PS5 a caminho dos 100 milhões? Sim, mas ter jogos físicos tornou-se uma peça de museu para 85% dos jogadores! – Caso não saibas, a Sony acaba de revelar os números do último trimestre (terminado a 31 de março de 2026) e a conclusão é clara: a caixa de plástico com um disco lá dentro está a tornar-se uma relíquia do passado.
Ou seja, enquanto a consola se aproxima de uma marca histórica de vendas, o comportamento dos jogadores mudou radicalmente. Mas… Será que o fim do suporte físico é uma evolução natural ou estamos a entregar todo o controlo da nossa biblioteca às gigantes tecnológicas?
85% das vendas são digitais: O “clique” venceu a ida à loja
Portanto, a Sony confirmou que, no início de 2026, uns impressionantes 85% de todos os jogos vendidos para a PS5 foram em formato digital.

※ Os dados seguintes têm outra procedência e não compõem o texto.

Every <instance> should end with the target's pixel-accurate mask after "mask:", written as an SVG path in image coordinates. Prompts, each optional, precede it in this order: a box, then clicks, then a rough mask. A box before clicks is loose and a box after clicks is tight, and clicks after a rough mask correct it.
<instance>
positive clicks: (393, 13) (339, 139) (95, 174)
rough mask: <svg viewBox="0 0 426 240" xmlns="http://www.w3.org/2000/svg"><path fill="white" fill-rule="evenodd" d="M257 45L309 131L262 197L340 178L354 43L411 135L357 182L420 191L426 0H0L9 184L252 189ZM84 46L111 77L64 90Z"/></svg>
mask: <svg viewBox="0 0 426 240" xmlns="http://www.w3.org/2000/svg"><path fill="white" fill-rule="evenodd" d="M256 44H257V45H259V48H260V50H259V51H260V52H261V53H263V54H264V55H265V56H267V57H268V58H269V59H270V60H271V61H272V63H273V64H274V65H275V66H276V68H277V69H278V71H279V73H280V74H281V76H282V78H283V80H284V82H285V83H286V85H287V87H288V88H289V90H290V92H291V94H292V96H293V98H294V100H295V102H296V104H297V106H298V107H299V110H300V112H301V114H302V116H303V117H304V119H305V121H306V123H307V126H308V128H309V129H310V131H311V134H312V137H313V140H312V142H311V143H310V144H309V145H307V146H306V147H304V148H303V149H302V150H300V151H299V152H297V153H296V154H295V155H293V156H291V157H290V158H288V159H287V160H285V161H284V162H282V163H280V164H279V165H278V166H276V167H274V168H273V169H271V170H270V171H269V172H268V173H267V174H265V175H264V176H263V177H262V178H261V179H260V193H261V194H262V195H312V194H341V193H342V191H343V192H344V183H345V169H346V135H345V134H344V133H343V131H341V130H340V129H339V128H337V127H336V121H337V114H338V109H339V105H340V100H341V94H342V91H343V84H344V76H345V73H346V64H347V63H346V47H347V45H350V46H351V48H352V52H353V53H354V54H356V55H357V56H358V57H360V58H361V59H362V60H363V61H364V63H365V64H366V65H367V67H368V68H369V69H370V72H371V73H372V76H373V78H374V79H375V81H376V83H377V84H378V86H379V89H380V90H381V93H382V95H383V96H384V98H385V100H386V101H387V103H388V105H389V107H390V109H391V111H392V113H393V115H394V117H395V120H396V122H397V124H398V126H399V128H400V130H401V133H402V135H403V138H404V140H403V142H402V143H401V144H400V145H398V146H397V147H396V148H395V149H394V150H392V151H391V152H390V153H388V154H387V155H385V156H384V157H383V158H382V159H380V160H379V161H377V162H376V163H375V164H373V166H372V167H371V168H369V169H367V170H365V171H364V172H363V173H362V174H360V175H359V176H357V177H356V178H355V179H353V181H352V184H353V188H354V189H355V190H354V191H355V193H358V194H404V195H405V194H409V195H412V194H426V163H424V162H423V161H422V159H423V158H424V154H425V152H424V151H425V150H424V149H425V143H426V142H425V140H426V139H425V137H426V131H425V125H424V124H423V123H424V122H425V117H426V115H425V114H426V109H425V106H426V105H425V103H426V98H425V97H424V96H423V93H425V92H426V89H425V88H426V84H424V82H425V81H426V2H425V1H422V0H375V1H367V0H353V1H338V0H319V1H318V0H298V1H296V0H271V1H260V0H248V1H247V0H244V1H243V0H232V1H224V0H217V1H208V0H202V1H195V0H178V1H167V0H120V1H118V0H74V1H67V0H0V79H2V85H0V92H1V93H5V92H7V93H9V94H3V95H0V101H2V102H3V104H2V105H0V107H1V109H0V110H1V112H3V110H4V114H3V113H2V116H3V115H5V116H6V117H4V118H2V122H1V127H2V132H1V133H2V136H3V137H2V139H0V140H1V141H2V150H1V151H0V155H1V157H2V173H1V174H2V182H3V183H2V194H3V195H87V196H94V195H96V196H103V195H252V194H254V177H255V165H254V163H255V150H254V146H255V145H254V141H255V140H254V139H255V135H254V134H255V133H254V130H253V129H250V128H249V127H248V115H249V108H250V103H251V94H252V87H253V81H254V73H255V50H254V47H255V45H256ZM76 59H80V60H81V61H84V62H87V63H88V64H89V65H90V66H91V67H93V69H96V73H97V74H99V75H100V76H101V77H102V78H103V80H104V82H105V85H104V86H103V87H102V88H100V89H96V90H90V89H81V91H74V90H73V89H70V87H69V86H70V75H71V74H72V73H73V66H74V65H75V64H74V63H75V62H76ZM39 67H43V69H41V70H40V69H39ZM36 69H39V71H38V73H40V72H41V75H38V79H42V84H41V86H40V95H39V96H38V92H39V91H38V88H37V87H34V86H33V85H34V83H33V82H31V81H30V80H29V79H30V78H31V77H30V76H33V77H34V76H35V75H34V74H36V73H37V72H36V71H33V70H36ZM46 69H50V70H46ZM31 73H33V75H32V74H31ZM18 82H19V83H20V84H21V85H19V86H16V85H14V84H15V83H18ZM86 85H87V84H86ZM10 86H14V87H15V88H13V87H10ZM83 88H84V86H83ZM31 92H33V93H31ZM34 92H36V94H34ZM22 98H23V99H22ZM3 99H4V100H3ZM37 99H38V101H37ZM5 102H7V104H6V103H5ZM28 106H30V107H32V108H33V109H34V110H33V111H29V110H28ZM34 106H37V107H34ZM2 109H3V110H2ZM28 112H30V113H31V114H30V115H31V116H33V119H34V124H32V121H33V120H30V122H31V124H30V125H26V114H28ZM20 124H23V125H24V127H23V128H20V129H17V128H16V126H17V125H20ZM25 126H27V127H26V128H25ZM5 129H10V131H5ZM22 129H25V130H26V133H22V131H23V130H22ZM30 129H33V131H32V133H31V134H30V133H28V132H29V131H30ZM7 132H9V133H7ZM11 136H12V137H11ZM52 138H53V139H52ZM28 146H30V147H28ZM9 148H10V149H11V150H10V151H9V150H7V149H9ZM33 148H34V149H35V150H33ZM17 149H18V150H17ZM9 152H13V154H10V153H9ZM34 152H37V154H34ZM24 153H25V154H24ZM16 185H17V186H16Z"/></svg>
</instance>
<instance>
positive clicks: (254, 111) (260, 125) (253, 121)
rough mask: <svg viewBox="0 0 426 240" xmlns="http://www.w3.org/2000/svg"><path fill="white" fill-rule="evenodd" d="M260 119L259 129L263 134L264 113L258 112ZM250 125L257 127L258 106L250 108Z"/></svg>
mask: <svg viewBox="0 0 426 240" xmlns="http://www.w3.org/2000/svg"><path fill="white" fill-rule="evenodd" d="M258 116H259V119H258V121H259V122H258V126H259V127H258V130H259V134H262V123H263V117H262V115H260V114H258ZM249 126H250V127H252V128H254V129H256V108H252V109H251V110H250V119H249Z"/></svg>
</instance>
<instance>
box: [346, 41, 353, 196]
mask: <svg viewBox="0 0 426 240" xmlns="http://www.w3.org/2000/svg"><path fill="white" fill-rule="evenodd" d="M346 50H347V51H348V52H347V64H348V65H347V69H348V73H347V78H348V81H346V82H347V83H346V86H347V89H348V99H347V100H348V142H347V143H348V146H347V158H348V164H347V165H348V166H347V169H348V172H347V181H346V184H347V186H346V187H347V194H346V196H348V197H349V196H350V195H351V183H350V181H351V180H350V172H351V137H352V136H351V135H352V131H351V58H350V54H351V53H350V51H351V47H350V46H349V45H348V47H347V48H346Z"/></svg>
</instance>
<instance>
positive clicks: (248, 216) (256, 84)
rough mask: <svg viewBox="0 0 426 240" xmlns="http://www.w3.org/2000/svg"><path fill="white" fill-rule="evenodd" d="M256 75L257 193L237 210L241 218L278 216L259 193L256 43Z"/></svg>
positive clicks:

Ou seja, apenas 15% dos utilizadores ainda fazem questão de ter o jogo físico na prateleira. Como é óbvio, a introdução da PS5 Digital Edition foi o “cavalo de Troia” perfeito para habituar o mercado a um futuro sem leitores de discos.
Mas, a verdade é só uma. Vai ser cada vez mais raro ires a uma loja para comprares jogos, e isso também vai culminar no desaparecimento desses mesmos jogos.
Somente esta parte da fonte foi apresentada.